# ACA enrollment period: maintenance shutdown alert for ALL users



## Lethe200 (Sep 24, 2017)

*Healthcare.gov to Shut Down During Parts of Enrollment Period for Maintenance*
WS Journal Sept. 23, 2017

(excerpted)
The Trump administration plans to shut down healthcare.gov, a website consumers use to sign up for the Affordable Care Act, for 12 hours on nearly every Sunday of the coming ACA enrollment season.

*The outages, which the administration says are for maintenance, will occur from midnight through noon on every Sunday other than Dec. 10. This year’s enrollment season, which the administration has shortened to half the length of previous years, will run from Nov. 1 through Dec. 15 for states that use the federal marketplace.*

The administration has come under fire from supporters of the ACA, who say it is taking intentional steps to undermine the law’s performance. An agency spokeswoman, Nicole Black, said the schedule is being provided in advance this year as a heads-up for enrollment assistants.

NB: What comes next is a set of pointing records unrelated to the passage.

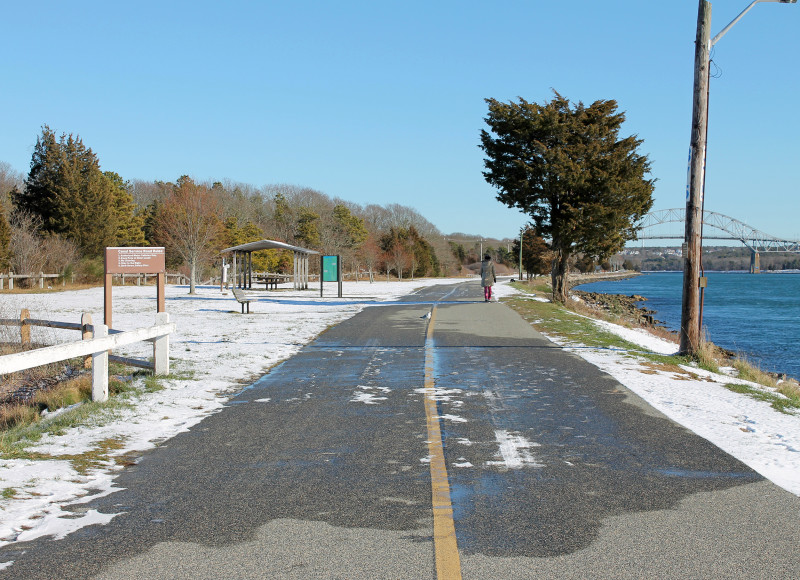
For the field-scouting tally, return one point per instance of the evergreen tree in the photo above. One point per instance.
(130, 223)
(583, 186)
(67, 190)
(5, 240)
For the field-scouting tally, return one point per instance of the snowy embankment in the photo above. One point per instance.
(216, 349)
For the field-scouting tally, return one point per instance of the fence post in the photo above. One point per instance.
(161, 347)
(86, 334)
(100, 367)
(24, 327)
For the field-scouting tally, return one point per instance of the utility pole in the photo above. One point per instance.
(690, 307)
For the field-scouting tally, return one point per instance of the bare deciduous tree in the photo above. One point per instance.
(189, 225)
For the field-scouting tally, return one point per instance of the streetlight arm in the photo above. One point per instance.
(738, 18)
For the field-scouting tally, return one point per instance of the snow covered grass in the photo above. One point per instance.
(735, 414)
(216, 350)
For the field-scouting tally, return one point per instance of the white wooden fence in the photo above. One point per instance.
(98, 346)
(138, 279)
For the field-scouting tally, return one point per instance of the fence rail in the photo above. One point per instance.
(97, 343)
(177, 278)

But critics noted that the outages are scheduled on weekends, which they said is when consumers most often find time to browse for health plans.


----------



## Aunt Bea (Sep 24, 2017)

If people use a state exchange the rules may be different.  

In New York the enrollment period will run from November 1, 2017 through January 31, 2018.


----------



## GreenSky (Sep 24, 2017)

The website crashes on a regular basis anyway.  

Rick


----------